The worst political insult that can be made of an individual is that they are 'thick'. I'm not surprised if this epithet came quickly to the tongue for Key.
In Office, 'thick', generally translates to 'ineffectual'. A 'thick' politician inevitably gets canned before making much of a mark on the political scene . Think Chris Carter or the self-canning Kate Wilkinson.
The insult "thick", gets hurled across the floors of debating chambers only slightly less often than the 'C-bomb'.
While involved at the ground level of politics in New Zealand, I frequently heard all the local MP's described as, "thick as pig-shit".
In my former New Zealand electorate (Ohariu) this includes: MPs Peter Dunne, (not true; a very clever and knowledgeable politician), Katrina Shanks, not true: more a babe in arms at the mercy of political forces beyond her influence), Gareth Hughes (not true; a thorough grasp of legislation including the NZ file sharing 'Skynet' Law).
Interestingly enough I never heard Charles Chauvel described as thick. However, more than one individual, including former co-workers called him a complete fu**ing arsehole.
Not that it's a bad thing to be a complete arsehole in politics. That's irrelevant.

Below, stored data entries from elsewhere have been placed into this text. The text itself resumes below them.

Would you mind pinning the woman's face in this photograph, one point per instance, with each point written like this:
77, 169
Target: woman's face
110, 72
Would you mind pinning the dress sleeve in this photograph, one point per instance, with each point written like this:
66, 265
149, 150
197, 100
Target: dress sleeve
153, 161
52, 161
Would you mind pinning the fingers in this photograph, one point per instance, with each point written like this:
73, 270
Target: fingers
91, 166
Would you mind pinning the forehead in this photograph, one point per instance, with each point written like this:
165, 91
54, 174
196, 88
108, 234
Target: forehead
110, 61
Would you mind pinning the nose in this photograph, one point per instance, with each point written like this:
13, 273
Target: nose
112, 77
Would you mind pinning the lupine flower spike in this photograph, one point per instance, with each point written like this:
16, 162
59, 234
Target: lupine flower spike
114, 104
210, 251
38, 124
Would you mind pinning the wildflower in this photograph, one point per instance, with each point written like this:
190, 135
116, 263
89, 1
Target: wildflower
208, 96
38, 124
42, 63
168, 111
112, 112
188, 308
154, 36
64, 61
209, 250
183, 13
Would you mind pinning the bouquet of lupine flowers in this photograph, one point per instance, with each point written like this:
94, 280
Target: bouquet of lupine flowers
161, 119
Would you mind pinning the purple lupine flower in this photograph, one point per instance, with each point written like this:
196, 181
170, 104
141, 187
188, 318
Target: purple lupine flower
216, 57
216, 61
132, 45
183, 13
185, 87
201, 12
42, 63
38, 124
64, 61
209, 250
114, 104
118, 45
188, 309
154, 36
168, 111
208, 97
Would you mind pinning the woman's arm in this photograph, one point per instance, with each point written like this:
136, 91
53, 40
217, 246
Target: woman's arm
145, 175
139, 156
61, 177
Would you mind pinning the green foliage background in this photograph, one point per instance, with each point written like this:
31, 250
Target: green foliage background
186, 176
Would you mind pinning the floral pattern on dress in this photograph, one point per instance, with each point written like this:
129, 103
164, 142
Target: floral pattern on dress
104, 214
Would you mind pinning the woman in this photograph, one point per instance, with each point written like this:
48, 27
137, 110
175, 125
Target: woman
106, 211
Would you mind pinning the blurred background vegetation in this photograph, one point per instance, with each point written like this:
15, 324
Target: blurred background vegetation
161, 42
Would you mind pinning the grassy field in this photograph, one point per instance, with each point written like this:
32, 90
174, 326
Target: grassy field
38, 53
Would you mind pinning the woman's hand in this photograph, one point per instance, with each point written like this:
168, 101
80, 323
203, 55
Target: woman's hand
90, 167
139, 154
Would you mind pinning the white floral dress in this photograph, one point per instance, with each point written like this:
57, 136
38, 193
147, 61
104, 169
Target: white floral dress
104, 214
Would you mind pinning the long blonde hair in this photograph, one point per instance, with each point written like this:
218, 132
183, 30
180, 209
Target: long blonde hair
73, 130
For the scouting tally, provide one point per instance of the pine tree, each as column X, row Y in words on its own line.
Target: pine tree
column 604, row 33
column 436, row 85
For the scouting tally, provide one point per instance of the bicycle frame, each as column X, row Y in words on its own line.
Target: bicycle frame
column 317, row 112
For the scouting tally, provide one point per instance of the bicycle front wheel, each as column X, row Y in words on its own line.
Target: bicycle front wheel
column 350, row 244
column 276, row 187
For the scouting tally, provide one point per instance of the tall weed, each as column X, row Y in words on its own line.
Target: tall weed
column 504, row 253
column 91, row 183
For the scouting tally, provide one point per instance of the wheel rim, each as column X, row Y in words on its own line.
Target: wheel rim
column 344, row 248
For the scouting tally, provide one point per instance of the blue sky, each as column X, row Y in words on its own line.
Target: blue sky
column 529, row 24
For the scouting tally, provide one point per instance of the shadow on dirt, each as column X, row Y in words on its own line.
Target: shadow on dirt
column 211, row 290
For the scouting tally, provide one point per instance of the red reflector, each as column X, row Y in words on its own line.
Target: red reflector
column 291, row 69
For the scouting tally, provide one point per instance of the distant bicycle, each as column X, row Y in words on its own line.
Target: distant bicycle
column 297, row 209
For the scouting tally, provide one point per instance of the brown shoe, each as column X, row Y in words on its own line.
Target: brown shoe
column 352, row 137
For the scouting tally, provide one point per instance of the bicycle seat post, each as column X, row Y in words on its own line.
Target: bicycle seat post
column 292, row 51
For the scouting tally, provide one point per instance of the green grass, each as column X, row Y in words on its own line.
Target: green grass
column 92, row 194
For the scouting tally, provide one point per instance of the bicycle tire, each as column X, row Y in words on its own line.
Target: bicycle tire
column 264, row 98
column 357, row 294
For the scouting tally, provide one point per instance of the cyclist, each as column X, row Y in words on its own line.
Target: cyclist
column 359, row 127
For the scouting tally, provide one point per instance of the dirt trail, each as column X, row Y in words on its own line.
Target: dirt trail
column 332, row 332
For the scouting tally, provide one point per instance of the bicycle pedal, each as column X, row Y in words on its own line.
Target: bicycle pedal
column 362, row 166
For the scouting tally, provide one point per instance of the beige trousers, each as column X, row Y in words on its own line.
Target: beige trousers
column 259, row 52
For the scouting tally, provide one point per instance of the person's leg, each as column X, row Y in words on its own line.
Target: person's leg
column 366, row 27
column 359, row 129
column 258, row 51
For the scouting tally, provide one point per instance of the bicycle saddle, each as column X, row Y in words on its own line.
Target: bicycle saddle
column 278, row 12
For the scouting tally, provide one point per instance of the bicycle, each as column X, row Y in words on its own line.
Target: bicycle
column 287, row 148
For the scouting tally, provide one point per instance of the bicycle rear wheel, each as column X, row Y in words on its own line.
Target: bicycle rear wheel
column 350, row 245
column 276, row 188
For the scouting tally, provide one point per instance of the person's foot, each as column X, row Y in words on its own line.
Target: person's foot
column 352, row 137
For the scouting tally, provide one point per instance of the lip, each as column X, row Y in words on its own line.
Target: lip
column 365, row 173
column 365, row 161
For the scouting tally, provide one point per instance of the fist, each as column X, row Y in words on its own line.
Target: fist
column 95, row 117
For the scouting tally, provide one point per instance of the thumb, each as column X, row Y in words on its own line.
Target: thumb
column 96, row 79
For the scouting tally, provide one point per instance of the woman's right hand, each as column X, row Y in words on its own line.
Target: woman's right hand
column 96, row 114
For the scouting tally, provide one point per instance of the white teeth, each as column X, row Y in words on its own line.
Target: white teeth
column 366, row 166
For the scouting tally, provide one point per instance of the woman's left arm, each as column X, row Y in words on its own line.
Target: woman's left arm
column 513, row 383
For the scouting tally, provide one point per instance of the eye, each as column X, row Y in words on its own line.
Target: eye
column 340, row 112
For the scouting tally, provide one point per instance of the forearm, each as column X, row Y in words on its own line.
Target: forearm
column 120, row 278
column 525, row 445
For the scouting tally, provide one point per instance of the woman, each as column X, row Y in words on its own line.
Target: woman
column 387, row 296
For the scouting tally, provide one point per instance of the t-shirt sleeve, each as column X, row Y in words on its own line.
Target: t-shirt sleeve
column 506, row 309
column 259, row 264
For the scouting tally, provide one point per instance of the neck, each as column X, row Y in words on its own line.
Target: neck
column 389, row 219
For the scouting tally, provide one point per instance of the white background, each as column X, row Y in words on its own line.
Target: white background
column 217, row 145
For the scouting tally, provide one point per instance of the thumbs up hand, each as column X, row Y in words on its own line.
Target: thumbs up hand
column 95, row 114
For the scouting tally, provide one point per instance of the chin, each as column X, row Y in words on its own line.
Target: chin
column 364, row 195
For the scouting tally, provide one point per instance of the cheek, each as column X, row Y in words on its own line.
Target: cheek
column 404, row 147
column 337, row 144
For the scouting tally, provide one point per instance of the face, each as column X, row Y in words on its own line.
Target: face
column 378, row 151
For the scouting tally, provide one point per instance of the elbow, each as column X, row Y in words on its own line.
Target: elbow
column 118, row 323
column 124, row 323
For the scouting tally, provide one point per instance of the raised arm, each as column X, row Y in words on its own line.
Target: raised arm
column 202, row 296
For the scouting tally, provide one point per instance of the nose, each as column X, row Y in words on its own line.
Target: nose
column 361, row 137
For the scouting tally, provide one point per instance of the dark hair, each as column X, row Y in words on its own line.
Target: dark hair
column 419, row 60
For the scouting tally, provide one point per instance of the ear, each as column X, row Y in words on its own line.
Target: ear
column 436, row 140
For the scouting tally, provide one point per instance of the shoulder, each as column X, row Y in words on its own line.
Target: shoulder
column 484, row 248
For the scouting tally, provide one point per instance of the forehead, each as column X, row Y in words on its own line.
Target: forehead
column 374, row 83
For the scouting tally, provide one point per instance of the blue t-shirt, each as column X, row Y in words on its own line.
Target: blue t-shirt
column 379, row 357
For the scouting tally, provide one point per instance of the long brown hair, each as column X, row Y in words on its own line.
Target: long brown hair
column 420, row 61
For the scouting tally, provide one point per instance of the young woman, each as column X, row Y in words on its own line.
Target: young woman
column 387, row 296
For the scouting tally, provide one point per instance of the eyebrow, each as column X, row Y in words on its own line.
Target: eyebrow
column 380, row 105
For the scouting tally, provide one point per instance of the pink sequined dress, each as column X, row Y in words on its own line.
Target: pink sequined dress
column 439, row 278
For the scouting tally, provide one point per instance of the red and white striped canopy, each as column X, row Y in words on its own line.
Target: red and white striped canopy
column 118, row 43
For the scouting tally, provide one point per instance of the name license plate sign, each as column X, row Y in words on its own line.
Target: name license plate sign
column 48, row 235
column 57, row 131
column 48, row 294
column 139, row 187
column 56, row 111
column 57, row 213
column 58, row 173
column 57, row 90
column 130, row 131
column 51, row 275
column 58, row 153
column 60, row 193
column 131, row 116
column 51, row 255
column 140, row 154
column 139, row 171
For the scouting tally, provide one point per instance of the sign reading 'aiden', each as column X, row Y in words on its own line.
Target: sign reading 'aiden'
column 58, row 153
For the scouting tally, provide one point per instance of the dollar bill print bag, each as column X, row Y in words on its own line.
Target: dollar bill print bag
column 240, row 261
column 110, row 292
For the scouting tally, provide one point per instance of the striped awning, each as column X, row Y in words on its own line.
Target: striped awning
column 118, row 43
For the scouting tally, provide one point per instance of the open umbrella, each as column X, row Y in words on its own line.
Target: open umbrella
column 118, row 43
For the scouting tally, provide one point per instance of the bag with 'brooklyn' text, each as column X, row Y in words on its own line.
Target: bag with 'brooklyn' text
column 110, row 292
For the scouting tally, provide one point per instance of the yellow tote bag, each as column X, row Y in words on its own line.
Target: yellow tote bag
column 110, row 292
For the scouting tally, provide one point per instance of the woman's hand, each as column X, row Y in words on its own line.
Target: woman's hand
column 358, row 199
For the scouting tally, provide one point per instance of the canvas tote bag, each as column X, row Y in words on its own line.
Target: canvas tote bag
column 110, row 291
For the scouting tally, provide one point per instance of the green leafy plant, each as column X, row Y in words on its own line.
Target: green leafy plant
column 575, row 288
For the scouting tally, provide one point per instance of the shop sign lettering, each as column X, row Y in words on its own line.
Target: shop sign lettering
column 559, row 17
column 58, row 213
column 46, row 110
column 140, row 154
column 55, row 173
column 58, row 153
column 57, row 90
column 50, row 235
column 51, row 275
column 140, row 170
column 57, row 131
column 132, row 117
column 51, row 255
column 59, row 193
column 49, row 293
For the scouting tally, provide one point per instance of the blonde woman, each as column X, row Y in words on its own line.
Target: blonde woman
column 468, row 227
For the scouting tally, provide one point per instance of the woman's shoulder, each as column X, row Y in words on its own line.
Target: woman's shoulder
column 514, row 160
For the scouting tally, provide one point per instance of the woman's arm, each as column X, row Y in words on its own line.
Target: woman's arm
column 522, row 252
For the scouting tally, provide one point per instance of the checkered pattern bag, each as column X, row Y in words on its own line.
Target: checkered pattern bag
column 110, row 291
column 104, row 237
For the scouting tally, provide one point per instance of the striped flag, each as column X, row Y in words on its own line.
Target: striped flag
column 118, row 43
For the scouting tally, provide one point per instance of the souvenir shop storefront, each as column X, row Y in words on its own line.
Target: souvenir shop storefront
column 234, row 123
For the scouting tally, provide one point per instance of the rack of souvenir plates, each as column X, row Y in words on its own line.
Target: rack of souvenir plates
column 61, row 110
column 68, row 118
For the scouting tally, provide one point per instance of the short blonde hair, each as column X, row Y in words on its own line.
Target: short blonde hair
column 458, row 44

What you do have to have is brains.
Scondly you need big brass balls of steel or titanium ta-tas in the case of the girls.
Thirdly it helps to have the personality of a Gerard Depardieu or Kirsty Alley.
Nobody really cares if you are a 'thick' sportsperson or actress. However tagging someone outside politics as 'thick' makes you look irrelevant and uncool.
This is the danger that Key faces if he fails to remove the batwing and the foot from his mouth.

David Beckham and John Key are sitting in a hotel lounge watching the 5 o' clock news where a man is threatening to jump off a bridge.
ReplyDeleteBeckham says to JK " I bet you £100 that he doesn't jump",
JK replies '"OK I bet you £100 that he DOES jump"
Sure enough the man jumped off of the bridge and killed himself.
Beckham gets out £100 and gives it to Key.
JK says, "I can't take your money, it wouldn't be fair. I watched the 12 'o' clock news earlier and it was on then, so I knew he was going to jump"
Beckham replied "I watched the 12 'o' clock news as well but I didn't think that he would jump again".